Genomic knowledge is increasing exponentially, but significant challenges remain to generate knowledge that is clinically useful for NHS patients. Interpreting genomic variants in ways that distinguish between those that are disease causing and those that are not, in a timely and affordable manner, remains the biggest challenge. For this reason it is vital that each of the GCLH’s systematically share their data, knowledge and expertise within the strategic network. It should be explicitly specified that GCLHs must work together as stated to share data, intelligence and expertise.
Thus we strongly endorse the aim (section 3.1) of driving improved quality “through collation and sharing of data for patient benefit by standardisation of and participation in minimum agreed datasets….”. Indeed the clinical interpretation of genomics data and variants relies on access to pre-existing knowledge and data. In addition to genomic/genetic data, interpretation of variants also requires phenotypic information not only on the patient under investigation, but also phenotype data linked with genetic data from previous cases. As most phenotype data and genotype data are generated and recorded in different places, it will be imperative for the GCLHs to collaboratively agree and determine the level / detail of phenotype data required to support their genome analysis activities, how this can be collected and recorded in a systematic way, and how this can be shared integrated with variant data.
Another important priority is to target the application of genomic sequencing technologies at those clinical specialities and phenotypes most likely to generate clinically useful knowledge, and to minimise the generation of variants of unknown significance or incidental findings that will then require further investigation or referral, particularly arising from areas of the genome that are not pertinent to the patient’s clinical presentation. This would complement the desired impact (on page 2 of the specification) of “safe and effective targeted treatment based on the genomic profile with minimised side effects as part of the overall move towards stratified and precision medicine”.
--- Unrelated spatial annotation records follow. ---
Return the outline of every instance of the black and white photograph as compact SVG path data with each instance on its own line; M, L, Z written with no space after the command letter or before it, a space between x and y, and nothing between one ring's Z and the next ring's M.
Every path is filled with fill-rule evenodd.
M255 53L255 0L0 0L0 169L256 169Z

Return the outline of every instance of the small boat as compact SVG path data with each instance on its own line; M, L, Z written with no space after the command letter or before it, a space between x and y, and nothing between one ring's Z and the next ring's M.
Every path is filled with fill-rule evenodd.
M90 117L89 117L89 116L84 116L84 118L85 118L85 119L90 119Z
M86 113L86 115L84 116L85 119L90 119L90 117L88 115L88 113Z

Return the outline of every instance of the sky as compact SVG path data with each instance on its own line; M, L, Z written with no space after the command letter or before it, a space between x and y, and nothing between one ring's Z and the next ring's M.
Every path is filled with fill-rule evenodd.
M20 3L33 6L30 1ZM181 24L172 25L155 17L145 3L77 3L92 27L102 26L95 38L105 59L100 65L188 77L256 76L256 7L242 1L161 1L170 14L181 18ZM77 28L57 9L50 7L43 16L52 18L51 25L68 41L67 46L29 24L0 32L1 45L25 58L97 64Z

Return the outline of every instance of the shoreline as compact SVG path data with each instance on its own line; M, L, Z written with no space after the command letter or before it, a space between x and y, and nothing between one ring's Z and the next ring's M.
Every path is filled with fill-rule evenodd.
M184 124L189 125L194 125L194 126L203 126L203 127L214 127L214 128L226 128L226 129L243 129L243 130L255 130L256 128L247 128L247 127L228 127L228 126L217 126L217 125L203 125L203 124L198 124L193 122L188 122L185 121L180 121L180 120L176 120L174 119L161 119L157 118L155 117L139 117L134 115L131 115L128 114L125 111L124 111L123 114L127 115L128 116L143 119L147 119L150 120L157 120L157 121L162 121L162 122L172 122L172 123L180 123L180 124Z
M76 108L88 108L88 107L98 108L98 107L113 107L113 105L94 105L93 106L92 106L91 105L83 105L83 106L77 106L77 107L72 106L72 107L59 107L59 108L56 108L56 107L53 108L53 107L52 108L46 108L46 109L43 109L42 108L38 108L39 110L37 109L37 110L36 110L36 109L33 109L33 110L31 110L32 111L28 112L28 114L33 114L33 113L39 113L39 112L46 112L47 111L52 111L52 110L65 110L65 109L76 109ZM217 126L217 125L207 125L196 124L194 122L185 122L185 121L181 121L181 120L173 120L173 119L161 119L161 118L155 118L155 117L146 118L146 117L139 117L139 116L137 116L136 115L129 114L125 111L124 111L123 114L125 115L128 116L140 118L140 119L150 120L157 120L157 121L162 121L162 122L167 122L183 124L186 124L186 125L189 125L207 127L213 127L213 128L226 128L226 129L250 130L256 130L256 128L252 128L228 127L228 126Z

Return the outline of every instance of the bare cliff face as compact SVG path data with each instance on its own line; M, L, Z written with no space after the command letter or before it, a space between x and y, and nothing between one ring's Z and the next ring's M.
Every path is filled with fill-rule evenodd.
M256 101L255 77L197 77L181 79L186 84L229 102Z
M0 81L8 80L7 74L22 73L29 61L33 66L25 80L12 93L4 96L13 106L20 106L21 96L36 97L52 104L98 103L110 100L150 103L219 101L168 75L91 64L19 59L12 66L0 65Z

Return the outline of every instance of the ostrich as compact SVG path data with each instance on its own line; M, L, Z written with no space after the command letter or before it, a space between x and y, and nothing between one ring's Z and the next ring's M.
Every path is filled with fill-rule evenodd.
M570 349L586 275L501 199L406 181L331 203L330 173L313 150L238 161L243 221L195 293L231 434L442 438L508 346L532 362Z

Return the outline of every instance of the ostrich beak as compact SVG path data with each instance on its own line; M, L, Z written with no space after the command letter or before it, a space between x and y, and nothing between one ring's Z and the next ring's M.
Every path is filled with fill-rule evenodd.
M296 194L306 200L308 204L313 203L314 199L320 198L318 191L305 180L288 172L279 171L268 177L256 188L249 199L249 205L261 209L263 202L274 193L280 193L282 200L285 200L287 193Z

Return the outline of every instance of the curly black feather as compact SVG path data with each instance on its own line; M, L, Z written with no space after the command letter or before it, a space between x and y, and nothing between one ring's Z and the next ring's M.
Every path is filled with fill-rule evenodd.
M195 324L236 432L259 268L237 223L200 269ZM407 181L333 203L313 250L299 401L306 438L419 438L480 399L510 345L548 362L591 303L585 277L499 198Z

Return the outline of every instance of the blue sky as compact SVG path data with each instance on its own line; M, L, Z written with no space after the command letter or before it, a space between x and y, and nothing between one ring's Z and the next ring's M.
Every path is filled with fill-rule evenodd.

Specifically, emerging from our report on Realising Genomics, which is concerned with use of genomic sequencing in clinical settings, we recommend that the network should adopt as standard the use of targeted analysis of whole genomes using ‘gene lists’ that are nationally agreed following genome-based sequencing as the assay and using standardised evidence criteria, unless, in a particular class of cases, there are good clinical reasons for adopting whole genome or exome sequencing as a first line test.
In order to maintain public trust and confidence in these services, it is important that services are developed in ways that are both transparent and accountable.